Purpose: The infiltration of inflammatory cells into the cornea is a major determinant in the outcome of keratitis. The purpose of this study was to use enhanced green fluorescence protein (EGFP) bone marrow chimeric mice to visualize and characterize the inflammatory cells that migrate to the corneal stroma during endotoxin-induced keratitis and to explore the mechanisms underlying this process.
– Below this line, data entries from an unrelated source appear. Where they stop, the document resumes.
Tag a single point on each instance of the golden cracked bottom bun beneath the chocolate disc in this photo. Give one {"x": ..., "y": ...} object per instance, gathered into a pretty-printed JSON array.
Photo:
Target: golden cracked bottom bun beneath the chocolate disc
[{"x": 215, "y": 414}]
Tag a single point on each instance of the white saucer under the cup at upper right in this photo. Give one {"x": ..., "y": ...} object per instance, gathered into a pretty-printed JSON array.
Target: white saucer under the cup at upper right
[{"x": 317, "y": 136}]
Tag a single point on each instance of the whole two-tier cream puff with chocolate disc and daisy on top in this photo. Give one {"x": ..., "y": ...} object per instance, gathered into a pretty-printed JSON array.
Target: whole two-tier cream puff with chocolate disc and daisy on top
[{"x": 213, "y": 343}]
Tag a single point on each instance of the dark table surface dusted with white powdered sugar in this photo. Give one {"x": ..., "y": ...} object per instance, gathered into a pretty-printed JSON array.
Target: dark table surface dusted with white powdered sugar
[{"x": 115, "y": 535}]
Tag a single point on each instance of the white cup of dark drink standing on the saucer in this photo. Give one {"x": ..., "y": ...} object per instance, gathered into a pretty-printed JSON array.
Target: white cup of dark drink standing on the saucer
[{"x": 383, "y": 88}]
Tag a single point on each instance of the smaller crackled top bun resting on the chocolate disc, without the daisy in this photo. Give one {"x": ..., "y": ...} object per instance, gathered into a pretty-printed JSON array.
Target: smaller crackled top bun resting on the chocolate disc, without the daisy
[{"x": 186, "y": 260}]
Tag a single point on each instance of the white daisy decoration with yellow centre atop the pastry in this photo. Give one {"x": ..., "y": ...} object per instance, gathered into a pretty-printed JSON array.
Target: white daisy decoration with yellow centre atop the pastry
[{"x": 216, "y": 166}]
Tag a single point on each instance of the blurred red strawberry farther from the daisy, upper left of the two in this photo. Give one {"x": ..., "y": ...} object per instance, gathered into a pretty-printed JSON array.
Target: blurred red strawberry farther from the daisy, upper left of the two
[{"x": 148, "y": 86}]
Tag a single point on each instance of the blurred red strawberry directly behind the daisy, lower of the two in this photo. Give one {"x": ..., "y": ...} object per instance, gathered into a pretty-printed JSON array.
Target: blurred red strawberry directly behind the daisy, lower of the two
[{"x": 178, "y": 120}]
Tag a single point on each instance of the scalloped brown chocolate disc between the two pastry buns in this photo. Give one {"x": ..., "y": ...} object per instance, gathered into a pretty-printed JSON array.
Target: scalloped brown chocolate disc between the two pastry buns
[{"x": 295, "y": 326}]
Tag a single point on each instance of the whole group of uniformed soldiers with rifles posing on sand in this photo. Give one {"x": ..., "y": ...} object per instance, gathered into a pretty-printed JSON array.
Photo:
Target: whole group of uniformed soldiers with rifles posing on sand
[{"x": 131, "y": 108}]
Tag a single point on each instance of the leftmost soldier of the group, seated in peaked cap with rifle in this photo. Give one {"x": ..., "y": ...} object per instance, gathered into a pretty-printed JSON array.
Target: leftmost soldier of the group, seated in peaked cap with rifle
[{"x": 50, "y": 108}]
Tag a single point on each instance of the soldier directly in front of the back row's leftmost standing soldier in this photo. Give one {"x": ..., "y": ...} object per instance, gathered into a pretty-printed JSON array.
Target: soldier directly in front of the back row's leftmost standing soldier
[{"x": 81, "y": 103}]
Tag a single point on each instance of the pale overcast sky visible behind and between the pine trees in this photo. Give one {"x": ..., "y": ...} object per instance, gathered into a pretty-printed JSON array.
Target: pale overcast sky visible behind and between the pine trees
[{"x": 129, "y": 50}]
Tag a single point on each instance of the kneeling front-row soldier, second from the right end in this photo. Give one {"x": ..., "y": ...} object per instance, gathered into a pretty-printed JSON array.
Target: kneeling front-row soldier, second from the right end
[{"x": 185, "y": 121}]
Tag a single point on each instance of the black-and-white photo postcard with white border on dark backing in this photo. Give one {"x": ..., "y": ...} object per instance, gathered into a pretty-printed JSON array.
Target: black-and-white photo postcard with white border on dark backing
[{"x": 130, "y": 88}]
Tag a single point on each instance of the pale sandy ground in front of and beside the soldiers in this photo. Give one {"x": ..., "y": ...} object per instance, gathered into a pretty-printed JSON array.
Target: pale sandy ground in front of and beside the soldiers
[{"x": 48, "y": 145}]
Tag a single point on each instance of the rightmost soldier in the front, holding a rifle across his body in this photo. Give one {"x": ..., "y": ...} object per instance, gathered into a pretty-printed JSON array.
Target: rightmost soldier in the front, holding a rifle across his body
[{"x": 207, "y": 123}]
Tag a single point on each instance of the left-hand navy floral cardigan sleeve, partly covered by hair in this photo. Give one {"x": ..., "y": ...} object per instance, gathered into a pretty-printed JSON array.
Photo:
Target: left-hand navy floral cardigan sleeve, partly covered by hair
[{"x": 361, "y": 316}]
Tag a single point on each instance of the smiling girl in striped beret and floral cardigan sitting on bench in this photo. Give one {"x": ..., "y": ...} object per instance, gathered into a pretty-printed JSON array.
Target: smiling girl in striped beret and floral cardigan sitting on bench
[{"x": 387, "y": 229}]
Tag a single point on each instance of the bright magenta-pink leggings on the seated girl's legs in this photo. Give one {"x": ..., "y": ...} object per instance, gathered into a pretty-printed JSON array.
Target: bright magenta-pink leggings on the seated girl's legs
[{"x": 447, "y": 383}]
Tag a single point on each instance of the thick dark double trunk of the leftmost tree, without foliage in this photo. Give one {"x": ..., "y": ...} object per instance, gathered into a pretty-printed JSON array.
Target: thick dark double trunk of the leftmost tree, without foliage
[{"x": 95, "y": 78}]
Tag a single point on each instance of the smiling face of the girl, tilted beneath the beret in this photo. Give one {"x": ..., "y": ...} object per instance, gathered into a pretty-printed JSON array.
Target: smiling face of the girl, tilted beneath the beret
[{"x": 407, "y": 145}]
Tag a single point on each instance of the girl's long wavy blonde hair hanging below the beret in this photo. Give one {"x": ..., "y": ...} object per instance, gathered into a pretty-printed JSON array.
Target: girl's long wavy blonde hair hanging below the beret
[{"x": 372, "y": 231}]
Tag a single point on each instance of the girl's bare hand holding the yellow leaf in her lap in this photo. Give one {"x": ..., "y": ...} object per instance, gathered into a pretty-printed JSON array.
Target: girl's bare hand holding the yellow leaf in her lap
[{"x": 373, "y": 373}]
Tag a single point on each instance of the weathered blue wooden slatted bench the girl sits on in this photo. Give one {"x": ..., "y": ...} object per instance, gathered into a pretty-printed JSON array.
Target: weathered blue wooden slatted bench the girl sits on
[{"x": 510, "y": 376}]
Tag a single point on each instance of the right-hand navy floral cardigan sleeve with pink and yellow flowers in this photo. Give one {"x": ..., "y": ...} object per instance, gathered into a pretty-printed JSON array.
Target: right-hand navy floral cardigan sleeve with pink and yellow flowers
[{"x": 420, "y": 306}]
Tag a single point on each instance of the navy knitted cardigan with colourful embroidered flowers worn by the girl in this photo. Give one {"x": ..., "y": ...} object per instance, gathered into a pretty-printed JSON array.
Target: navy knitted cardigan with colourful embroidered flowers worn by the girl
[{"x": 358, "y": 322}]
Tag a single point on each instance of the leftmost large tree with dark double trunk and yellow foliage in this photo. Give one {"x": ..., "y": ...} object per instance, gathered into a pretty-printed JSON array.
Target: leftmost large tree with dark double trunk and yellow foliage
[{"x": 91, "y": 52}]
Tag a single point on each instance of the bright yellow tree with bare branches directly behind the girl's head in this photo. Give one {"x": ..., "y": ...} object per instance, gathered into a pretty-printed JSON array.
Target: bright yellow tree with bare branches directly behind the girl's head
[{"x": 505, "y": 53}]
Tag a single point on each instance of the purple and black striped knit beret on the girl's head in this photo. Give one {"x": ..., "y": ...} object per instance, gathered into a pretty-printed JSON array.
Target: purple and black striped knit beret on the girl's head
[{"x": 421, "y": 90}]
Methods: Keratitis was induced by injecting endotoxin into the corneas of EGFP chimeric mice. In vivo fluorescence stereomicroscopy was used to visualize in real time the recruitment of EGFP-positive cells at different time points. Immunohistochemistry and three-dimensional (3D) confocal analysis of whole-mount corneas was used for histologic characterization. Macrophage inflammatory protein-2 (MIP-2) chemokine was neutralized in vivo to determine its contribution to this process.
Results: Recruitment of EGFP-positive inflammatory cells in the corneal stroma can be detected in vivo by 6 hours after the injection of endotoxin, and these were mainly neutrophils. Full-thickness whole corneal mount confocal image analysis showed a distinct pattern of migration of EGFP inflammatory cells through the anterior corneal stroma. Moreover, inflammatory cells did not colocalize with the injected lipopolysaccharide (LPS) deposits in the stroma but moved from all directions toward LPS, partially in response to the production of the chemokine MIP-2.
Conclusions: EGFP chimeric mice and ex vivo 3D analysis of whole-mount corneas provides unique information on the interaction of infiltrating inflammatory cells in the cornea. These findings demonstrate that a chemotactic gradient triggered in part by MIP-2 is responsible for directing inflammatory cell migration through the corneal stroma.